『 バージェス家の出来事 』遠い、と感じる人々の話だからこそ。翻訳小説の楽しみ。


エリザベス・ストラウト著 早川書房 ¥2,500(税別)/OMAR BOOKS 

 

「ここ」から遠い場所の物語に触れたくて読み始めたのが、読み重ねていくうちに違和感よりも共感の方を多く抱いていることに気付いた。それが“翻訳小説”を読む楽しみの一つだ。違う国の、話す言葉の違う人々の、生活や夢や恋や家族などについて語られた小説はは決して理解することが出来ないものではない。むしろ私にとっては共感出来ることの方が多くて、それによって励まされることも。遠い、と感じる人々の話だからこそ、逆に彼らもまた同じ、起きて、ごはんを食べて、働いて、悩んで、笑って、泣いて、眠る、ようにして暮らす人なんだと思うとどこか安心し、勇気づけられる。

 

今回ご紹介するのは、以前紹介したことのある『オリーヴ・キタリッジの生活』でピューリッツァー賞を受賞した著者の、現在翻訳で読むことの出来る最新長編小説『バージェス家の出来事』。ニューヨークに暮らす、ジムとボブ。ボブの双子で故郷のメイン州に暮らすスーザン。ある事件をきっかけに離れて暮らす兄妹の生活に波紋が広がっていくという、家族の物語。

 

著者は登場人物たちのそれぞれの立場から、繊細に心の機微を描き出す。
もし兄妹がいる読者であれば、こういう場面あるよなあと頷くこともあるだろうし、もし兄妹がいなければ、いたらこういう感じなんだろうなと想像しながら読むことになるだろう。

 

読んでいて意外だったのは、なんとなく可笑しくて笑えることがあるところ。

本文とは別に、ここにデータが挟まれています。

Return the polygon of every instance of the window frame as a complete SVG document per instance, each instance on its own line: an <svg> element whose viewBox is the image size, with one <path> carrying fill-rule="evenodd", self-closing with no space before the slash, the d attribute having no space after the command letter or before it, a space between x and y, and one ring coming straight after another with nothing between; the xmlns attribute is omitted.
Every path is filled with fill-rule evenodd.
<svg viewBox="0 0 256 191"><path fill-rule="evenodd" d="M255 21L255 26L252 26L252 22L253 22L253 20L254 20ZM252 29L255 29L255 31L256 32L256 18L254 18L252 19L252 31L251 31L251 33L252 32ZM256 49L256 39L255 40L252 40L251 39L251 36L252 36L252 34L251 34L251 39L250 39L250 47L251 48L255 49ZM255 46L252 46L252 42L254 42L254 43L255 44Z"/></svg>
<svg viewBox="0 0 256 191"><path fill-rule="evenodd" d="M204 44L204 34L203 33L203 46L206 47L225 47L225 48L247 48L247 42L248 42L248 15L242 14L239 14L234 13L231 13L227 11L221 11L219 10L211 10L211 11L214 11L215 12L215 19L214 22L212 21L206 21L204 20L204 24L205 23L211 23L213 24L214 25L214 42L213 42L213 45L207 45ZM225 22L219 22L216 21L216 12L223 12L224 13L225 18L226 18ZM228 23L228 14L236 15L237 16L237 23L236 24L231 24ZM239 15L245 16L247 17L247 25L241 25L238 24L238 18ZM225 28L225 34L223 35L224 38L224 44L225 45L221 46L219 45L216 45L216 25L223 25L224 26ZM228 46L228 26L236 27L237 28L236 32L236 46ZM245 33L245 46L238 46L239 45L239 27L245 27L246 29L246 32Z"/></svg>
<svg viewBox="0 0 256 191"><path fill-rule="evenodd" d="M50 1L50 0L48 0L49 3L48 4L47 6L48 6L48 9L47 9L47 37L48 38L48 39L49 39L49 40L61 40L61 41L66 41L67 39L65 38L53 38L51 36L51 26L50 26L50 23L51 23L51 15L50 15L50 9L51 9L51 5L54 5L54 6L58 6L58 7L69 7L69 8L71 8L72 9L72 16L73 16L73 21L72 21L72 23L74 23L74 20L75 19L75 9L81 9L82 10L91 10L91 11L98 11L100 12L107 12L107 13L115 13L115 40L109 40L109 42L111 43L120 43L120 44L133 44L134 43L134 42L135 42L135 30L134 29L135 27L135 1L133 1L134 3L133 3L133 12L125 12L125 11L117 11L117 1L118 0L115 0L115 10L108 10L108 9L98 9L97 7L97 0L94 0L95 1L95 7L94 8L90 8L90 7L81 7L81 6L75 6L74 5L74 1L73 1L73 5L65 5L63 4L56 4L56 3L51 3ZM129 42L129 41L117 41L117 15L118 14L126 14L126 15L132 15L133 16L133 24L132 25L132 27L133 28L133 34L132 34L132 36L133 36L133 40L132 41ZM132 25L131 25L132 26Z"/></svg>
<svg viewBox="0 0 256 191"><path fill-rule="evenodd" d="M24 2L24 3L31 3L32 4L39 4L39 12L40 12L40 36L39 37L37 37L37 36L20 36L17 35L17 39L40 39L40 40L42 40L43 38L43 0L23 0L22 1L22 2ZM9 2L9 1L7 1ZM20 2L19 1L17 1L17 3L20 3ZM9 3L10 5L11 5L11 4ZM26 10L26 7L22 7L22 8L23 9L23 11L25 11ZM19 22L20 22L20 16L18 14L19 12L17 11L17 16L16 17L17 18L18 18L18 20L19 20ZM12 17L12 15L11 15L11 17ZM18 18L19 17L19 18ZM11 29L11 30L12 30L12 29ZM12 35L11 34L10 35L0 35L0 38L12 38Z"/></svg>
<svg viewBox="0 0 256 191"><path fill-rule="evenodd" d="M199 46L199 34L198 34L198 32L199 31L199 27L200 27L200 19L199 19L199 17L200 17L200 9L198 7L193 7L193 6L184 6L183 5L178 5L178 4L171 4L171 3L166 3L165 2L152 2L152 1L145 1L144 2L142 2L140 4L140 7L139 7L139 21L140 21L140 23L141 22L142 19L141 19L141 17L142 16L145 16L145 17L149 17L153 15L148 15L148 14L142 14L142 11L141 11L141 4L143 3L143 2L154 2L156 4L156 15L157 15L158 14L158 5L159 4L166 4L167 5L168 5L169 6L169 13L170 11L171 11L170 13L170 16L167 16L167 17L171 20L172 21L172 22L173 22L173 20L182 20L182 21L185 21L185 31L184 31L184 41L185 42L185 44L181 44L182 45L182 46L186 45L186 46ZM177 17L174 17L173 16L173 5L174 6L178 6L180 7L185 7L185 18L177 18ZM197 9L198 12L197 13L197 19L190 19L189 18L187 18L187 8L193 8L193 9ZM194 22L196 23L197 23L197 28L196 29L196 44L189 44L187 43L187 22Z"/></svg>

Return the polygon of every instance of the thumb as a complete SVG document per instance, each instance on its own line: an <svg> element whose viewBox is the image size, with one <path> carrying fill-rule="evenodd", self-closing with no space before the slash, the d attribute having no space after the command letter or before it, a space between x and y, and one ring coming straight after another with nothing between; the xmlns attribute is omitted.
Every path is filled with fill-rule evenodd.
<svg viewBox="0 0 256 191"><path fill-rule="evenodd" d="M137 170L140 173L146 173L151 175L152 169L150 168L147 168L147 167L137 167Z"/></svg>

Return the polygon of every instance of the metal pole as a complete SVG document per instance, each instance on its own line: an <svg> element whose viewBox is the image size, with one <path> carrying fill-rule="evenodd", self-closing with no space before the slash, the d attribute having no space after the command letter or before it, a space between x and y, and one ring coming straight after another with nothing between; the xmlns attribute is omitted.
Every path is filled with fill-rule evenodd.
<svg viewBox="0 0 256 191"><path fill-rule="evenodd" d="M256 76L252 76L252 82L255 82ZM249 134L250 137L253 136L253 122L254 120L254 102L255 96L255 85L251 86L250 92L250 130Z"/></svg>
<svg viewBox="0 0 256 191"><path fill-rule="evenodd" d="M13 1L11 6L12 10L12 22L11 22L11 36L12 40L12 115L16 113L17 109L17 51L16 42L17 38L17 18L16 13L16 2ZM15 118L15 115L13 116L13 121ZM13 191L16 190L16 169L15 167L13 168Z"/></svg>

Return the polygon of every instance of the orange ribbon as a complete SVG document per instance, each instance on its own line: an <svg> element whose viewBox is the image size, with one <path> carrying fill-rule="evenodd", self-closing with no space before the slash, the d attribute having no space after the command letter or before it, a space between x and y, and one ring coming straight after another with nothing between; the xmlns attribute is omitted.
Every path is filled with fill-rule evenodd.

深刻な話をしている姿を滑稽に感じてしまう。兄妹は成長して皆いい大人なのに、子どもの頃と変わらず互いを比べてはくよくよ悩み、あるいはフォローし合って、家族の関係をどうにか維持しようとする。傍目にはうまくいっているように見えて、その実何がどうなっているかは外部の人にはよく分からないもの。誰もが皆、小さなものから大きなものまで様々な問題を抱えてもいる。言葉にしなくても共有出来るものがあるというのは家族の持つ強さでもある。

 

文化も歴史も違う、遠い場所に住む人々の話であっても、つくづく人って面白いなあと思わせてくれる小説だった。なかなか翻訳小説を手にしたことがない人にも読んでもらいたい一冊。おすすめです。